One of OMRON's primary mission is to "proactively reduce and prevent cardio and celebrovascular onset" in hopes of maximizing QoL (quality of life) by optimizing one's lifespan and healthspan.
In order to fulfill our mission, we are currently collaborating with a U.S. firm to develop a blood pressure monitor equipped with an electrocardiogram (ECG). The key benefit of this device is that patients with high blood pressure can measure both blood pressure and heart activity simultaneously and easily, increasing the probability of detecting atrial fibrillation.
Further development is underway. In addition to the dual-feature monitoring device, OMRON has future plans to integrate the electrocardiogram into the wearable blood pressure monitor (currently under development) that will provide patients the ability to measure their blood pressure and heart activity at any given moment.
the wearable blood pressure monitor (Image is for illustration purposes only)
Leading the collaboration project
Such large-scale technology projects require multiple technologies and components to be designed and integrated into a tailored solution. It contains a lot of uncertainty as new information emerges throughout the project lifecycle and involves many diverse groups. In order to manage the project successfully, a strong and reliable technical lead is essential.
Hideaki Yoshida, having achieved success at various technological strategic planning departments, was appointed the leader of the project, despite being away from developing blood pressure monitors since he developed the cuff type monitor in 2009. So, why did it have to be Yoshida?

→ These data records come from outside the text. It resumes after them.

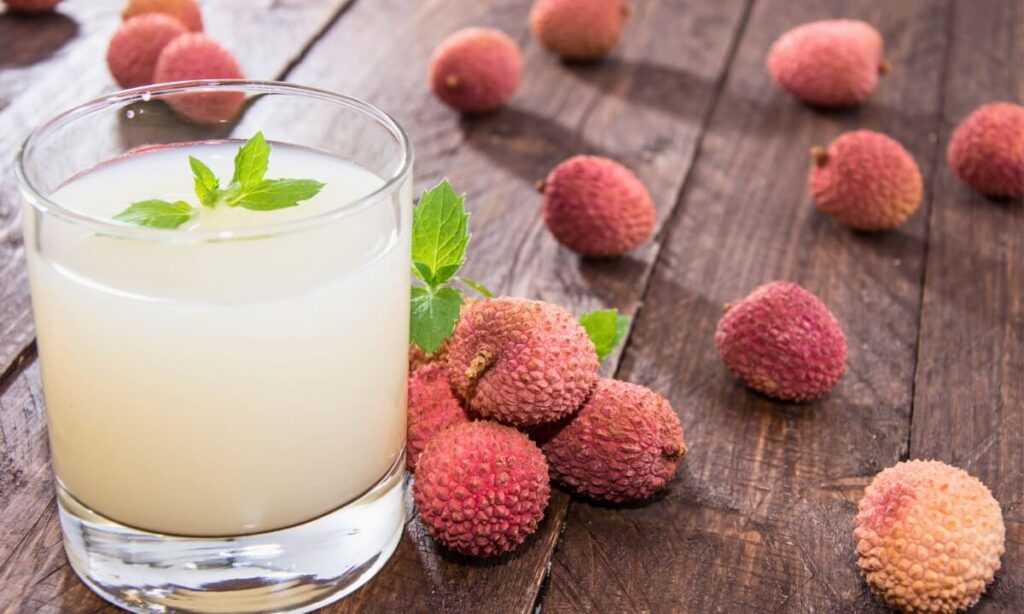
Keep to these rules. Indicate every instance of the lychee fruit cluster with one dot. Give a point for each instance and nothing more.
(929, 537)
(161, 41)
(782, 342)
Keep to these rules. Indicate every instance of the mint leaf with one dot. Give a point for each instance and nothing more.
(156, 213)
(605, 329)
(278, 193)
(433, 316)
(251, 162)
(483, 290)
(440, 232)
(207, 184)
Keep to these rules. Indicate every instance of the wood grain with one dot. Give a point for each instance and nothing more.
(760, 516)
(969, 401)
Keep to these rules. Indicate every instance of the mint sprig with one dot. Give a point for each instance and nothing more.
(440, 235)
(248, 188)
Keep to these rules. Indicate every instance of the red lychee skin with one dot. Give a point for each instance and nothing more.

Hamaguchi explained, "Yoshida has extensive experience working abroad and possesses so much more than just English fluency and communication skills. In order for this project to be successful, we needed a Japanese person who can lead cross-border projects and build a close working relationship with American firms. Yoshida was the perfect person for this project."
As challenging as this project is to Yoshida, he has overcome various obstacles in designing and structuring the device, measurement method, and its technological features. With the project currently in its clinical trial phase, Yoshida explained, "The blood pressure monitor puts pressure on the arteries and takes pulse readings while the electrocardiogram measures heart activity. We are expecting the features to work independently without interfering with one another, and that is what we are testing now. With this device, patients with atrial fibrillation and high blood pressure will be able to understand the correlation between blood pressure and heart activity and make better decisions. Our goal is to launch this product into the market some time in 2018."
To a future without cerebral and cardiac events
Hamaguchi and Yoshida's mission is to proactively prevent circulatory diseases, particularly the elimination cerebral and cardiac events. The development of wearable blood pressure monitors and blood pressure monitors equipped with an electrocardiogram is only the first step towards their mission.
The team is already in the phase of brainstorming the next step - developing multi-functional devices specializing in disease prevention and early detection as well as advance warning features utilizing artificial intelligence and big data analytics.
An exciting future awaits you here, at OMRON Healthcare.